James took her hand in his, drew the handkerchief away. “I’ll try to wrangle my way onto his ship. Should be easy enough. Why…why are you so pale?”
“It’s no matter.” She stuffed the handkerchief away and wiped her own sweaty brow with the back of her hand.
“You look ill.”
“I said it is no matter.”
He leaned against the wall beside her and they stood shoulder to shoulder. Mrs. Prior could hear him breathe, his sides rising, falling, rising against hers. She shivered, skin prickling.
“What else have you?” she asked, a cough clearing her throat.

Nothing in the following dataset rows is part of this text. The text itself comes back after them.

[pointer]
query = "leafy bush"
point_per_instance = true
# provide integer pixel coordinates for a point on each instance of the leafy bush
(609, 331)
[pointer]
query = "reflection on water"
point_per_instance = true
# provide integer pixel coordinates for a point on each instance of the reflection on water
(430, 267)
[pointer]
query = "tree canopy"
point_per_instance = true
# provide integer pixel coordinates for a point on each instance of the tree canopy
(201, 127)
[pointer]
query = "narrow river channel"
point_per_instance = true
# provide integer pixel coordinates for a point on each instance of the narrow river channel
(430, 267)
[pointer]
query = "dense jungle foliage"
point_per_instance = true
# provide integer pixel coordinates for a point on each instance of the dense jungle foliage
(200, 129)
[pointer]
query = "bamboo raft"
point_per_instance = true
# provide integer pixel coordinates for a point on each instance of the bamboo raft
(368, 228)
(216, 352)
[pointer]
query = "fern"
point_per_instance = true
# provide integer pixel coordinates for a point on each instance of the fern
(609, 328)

“I’ve met an old friend,” he replied and she thought his voice sounded strangled.
“Oh? How very peculiar. Who is he?”
“She.” James stared at his brown boots.
A knot tightened in Mrs. Prior’s stomach and left her nauseous. Another woman. Surely that was a bad sign. She needed to keep James isolated, needed to keep him for herself if he was to do her any good.
“Who?”
He glanced at her briefly. “A woman, a girl I knew for time. Elizabeth Swann.”
“Where?” Mrs. Prior shook, her every nerve ablaze, joints loosened, muscles tense. She felt the whore’s windpipe beneath her fingers once more.
James stared. “You know her?”
Mrs. Prior took a step back and left the dark comfort of the alcove. She had slipped, said something she shouldn’t have and that was rare indeed. “Never mind,” she said and touched James’ chest lightly, hoping to wash away the error with lust.
“You do know her.” He was incredulous.
“Once upon a time,” Mrs. Prior admitted and she curled her tongue against her lips, striving to ignore the bitter taste of bile that bloomed in her throat. “Never mind, dear, never mind.”
A kiss would smooth away all ills, she decided and with a seductive sneer, she drew closer to him. But James grabbed her shoulders and pushed her roughly back into the alcove.
Mrs. Prior gasped in surprise. “Wretch!”
“How do you know Elizabeth?” he asked. His voice was a growl and Mrs. Prior raised a brow, half-shocked, but wholly impressed.
“In Port Royal,” she muttered. “When my lord took up residence there. That’s it though, no funny business. What? You don’t think I’d lie to you, do you?”
James stared at her. “What else? Tell me!”
He was shouting, drawing attention to them. Mrs. Prior glanced over his large, looming shoulder into the street and saw only a soused boatswain pausing to watch.
“Quiet,” she warned James and her hand slithered up his throat. “Be quiet and I’ll tell you. Don’t know what you expect from me, really. Never saw the girl to begin with, as it was. But I overheard my lord saying she was trouble and had something to do with that Jack Sparrow. That’s all I know, understand? All this fuss for naught. God’s sake, keep your wits about you! Now do you remember what I told you?”
James shuddered once, then nodded. “I do.”
“Then we’ll be alright.” Mrs. Prior grasped his hand in hers. “Two is better than one any day.”
“Any day,” James replied somewhat cynically, but there were tears in his eyes. “I ought to be off now.”
“You’ll be fine,” she assured him and to her great surprise, something of her old maternal instinct squirmed to life in her breast. “You know where to find me when all is said and done.”
“Port Royal.”
“Bring the damned compass.”
“I promise.”
There was nothing left to be said and they stood together in silence for an awkward moment. And then one of them moved or perhaps they both did and a kiss was shared, his mouth longing, hers pained, aching.
They parted.
Mrs. Prior watched as he returned to the docks, his steps surer, off in search of Sparrow’s ship. The murderous moon hid behind a cloud.
“Whew!” she sighed once he had disappeared. “If he mucks this up, I swear to God, I’ll…I’ll throttle him!”